Oil prices continued to rise

Oil prices continued to rise on Tuesday, marking the fourth consecutive session of gains, driven by concerns over a supply deficit. Weak shale oil production in the United States added to these concerns, which have been exacerbated by extended production cuts by Saudi Arabia and Russia.

U.S. West Texas Intermediate (WTI) crude futures increased by 1.1%, or 99 cents, reaching $92.47, while the global oil benchmark, Brent crude futures, rose by 0.61%, or 58 cents, reaching $95.01 per barrel by 0400 GMT.

This recent surge has led to oil prices reaching their highest levels in nearly ten months for both WTI and Brent crude.

The U.S. Energy Information Administration (EIA) reported that U.S. oil output from major shale-producing regions is expected to decline to 9.393 million barrels per day (bpd) in October, the lowest level since May 2023. This will mark the third consecutive monthly decline.

The concerns over supply deficits come after Saudi Arabia and Russia decided to extend a combined 1.3 million barrels per day (bpd) of supply cuts through the end of the year.

However, analysts from National Australia Bank have cautioned that the recent surge in oil prices has pushed the market into overbought territory, making it susceptible to a correction. They pointed to potential volatility following speeches by Saudi Aramco CEO Amin Nasser and Saudi Arabia’s energy minister on Monday.

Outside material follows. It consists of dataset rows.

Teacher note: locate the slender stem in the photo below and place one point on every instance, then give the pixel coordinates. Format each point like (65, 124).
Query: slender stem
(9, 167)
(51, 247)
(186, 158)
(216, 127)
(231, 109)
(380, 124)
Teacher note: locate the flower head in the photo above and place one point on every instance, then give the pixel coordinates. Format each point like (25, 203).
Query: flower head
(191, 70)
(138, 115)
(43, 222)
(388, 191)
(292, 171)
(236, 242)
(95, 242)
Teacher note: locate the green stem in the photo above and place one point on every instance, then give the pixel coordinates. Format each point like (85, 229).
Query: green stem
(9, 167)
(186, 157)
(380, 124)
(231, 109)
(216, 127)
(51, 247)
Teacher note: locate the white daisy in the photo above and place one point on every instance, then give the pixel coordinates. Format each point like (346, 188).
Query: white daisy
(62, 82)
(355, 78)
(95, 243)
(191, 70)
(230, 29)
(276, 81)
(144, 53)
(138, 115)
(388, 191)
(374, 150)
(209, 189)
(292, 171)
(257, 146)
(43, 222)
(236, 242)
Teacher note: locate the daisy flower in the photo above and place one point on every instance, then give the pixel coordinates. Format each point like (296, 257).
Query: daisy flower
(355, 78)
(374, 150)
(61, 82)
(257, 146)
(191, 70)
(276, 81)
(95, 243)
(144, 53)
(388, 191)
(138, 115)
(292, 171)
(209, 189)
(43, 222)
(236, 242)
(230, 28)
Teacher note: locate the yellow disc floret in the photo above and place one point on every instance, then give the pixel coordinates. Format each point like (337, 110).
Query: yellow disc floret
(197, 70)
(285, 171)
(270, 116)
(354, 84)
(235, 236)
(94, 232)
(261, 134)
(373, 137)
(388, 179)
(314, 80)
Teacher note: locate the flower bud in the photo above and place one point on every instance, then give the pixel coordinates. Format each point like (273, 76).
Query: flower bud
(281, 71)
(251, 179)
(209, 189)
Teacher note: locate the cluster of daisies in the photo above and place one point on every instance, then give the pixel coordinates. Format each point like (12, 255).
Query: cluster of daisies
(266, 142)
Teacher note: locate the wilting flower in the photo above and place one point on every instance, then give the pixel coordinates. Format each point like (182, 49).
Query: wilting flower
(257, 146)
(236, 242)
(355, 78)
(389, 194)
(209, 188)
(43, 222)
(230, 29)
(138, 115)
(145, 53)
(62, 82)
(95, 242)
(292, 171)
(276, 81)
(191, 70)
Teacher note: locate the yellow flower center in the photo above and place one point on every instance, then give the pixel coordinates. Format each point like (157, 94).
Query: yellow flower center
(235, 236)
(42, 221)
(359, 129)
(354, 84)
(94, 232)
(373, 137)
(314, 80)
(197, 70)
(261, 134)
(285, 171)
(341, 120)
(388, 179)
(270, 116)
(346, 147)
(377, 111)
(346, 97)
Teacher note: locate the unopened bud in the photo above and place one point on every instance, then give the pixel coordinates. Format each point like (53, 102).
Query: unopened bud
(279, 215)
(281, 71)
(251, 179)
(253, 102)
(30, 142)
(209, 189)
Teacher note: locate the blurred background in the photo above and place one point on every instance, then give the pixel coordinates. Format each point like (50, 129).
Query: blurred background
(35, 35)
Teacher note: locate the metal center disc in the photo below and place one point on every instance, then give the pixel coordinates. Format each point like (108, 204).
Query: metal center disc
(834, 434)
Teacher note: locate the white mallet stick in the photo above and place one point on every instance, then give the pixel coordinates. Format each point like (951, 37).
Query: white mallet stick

Aramco’s CEO revised down the company’s long-term demand outlook, now forecasting global demand to reach 110 million bpd by 2030, down from the previous estimate of 125 million bpd. Saudi Arabia’s Energy Minister Prince Abdulaziz bin Salman defended OPEC+ supply cuts, emphasizing the need for measured regulation in international energy markets to manage volatility. He also raised concerns about uncertainty regarding Chinese demand, European economic growth, and central bank actions to combat inflation.